Many people assumed that when the Berlin Wall fell in 1989, “capitalism” had won the ideological cold war and that “communism” had lost. But, while “capitalism” – defined as an economic system built on private ownership of property – clearly has prevailed, there are many differences among the nearly 200 countries that now practice it in some form.
We find it useful to divide the capitalist economies into four broad categories. While many economies straddle several of these, most economies fall primarily into one of them. The following typology helps explain why some economies grow more rapidly than others.
Oligarchic capitalism exists where power and money are highly concentrated among a few. It is the worst form of capitalism, not only because of the extreme inequality in income and wealth that such economies tolerate, but also because the elites do not promote growth as the central goal of economic policy. Instead, oligarchs fix the rules to maximize their own income and wealth. Such arrangements prevail in large parts of Latin America, the Arab Middle East, and Africa.

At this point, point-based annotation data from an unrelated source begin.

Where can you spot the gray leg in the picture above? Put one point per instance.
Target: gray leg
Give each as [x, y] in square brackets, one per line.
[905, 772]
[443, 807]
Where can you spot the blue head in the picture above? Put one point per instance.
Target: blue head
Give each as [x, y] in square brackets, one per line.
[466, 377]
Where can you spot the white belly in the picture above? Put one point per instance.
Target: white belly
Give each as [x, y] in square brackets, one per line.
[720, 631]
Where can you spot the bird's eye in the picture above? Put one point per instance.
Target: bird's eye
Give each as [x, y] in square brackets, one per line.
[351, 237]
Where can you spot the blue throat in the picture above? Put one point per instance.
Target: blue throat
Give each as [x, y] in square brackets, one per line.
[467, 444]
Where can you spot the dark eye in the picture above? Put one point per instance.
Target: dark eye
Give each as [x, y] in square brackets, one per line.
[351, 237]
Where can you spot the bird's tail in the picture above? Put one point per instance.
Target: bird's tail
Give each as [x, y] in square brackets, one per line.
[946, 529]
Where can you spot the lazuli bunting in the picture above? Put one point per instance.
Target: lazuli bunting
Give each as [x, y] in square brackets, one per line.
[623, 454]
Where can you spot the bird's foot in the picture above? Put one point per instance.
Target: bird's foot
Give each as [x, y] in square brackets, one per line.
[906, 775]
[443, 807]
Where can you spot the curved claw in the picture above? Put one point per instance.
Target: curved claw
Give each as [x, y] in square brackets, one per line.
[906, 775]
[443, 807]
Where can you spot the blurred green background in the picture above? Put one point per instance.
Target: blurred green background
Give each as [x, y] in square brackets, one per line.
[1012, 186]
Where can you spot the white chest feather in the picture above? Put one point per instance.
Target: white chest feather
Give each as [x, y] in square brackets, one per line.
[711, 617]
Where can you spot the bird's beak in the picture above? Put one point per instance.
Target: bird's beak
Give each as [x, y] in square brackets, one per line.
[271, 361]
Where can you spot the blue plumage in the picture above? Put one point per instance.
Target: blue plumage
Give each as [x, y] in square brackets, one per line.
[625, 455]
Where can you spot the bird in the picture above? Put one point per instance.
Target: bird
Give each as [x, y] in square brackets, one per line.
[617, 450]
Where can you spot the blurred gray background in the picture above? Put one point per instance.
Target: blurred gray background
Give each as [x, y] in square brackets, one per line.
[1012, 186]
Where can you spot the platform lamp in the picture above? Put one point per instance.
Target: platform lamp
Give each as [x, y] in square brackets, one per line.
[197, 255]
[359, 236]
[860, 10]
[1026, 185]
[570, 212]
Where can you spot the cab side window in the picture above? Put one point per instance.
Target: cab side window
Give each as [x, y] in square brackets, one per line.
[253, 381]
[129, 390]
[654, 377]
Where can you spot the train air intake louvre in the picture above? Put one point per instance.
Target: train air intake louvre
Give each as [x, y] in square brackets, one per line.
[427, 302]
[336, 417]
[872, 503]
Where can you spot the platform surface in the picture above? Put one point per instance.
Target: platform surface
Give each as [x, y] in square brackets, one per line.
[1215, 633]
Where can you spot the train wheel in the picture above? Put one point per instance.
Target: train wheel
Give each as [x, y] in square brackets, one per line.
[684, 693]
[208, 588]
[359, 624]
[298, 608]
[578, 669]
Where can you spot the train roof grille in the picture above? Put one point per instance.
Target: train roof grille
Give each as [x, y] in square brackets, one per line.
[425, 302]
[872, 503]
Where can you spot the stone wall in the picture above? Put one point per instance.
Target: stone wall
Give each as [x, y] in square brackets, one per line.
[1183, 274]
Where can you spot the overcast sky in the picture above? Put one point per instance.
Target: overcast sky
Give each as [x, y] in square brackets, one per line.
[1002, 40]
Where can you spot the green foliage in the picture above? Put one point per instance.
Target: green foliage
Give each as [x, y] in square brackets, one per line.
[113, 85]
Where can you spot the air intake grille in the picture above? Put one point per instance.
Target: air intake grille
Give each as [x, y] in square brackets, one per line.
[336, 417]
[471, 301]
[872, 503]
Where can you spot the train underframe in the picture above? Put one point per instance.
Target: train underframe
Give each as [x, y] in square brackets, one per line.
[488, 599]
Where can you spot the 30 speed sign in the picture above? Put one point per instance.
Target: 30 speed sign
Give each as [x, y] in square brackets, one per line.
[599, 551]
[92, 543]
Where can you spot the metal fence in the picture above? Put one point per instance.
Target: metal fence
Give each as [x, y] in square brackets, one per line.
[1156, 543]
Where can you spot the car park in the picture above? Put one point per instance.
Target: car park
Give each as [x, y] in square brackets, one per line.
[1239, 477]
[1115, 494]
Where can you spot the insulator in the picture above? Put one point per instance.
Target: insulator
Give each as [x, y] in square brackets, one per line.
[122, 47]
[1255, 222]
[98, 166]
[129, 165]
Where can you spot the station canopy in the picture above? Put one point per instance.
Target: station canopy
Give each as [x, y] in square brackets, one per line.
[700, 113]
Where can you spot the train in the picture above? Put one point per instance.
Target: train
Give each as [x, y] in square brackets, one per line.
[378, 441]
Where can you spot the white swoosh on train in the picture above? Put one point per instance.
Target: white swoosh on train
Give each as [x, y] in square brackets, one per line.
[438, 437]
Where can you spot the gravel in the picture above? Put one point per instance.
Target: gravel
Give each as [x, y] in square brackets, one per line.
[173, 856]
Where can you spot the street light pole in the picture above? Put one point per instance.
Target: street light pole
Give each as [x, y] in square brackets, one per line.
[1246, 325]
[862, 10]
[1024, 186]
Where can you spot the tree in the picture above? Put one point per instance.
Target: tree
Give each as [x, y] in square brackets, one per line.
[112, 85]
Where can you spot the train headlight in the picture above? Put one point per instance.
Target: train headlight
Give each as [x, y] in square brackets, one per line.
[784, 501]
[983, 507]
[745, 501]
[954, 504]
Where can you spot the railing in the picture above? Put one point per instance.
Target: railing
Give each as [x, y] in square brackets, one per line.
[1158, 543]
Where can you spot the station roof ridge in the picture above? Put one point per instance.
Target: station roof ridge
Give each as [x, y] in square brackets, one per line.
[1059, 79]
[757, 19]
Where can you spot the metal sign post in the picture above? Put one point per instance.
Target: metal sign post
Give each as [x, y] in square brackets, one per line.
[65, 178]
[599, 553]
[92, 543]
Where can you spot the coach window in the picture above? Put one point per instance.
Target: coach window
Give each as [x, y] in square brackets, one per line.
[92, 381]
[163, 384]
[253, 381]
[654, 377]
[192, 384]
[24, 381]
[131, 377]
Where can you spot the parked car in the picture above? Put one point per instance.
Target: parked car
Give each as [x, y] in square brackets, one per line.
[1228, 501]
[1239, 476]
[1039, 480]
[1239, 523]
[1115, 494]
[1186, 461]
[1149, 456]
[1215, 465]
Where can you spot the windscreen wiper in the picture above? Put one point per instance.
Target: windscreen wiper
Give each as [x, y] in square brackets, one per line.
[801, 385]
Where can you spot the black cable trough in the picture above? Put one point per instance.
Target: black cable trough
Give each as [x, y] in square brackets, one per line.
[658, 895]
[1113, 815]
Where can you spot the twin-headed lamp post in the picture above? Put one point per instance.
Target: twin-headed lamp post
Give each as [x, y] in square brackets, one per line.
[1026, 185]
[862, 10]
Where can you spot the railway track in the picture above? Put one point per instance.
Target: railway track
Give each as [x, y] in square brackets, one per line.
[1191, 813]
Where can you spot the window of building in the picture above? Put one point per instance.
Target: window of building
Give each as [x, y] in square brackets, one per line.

State-guided capitalism describes economies where growth is a central economic objective (as it is in the other two forms of capitalism), but attempts to achieve it by favoring specific firms or industries. Governments allocate credit (through direct bank ownership or by guiding credit decisions by privately owned banks), provide direct subsidies and/or tax incentives, grant trade protection, or use other regulatory devices in an attempt to “pick winners.”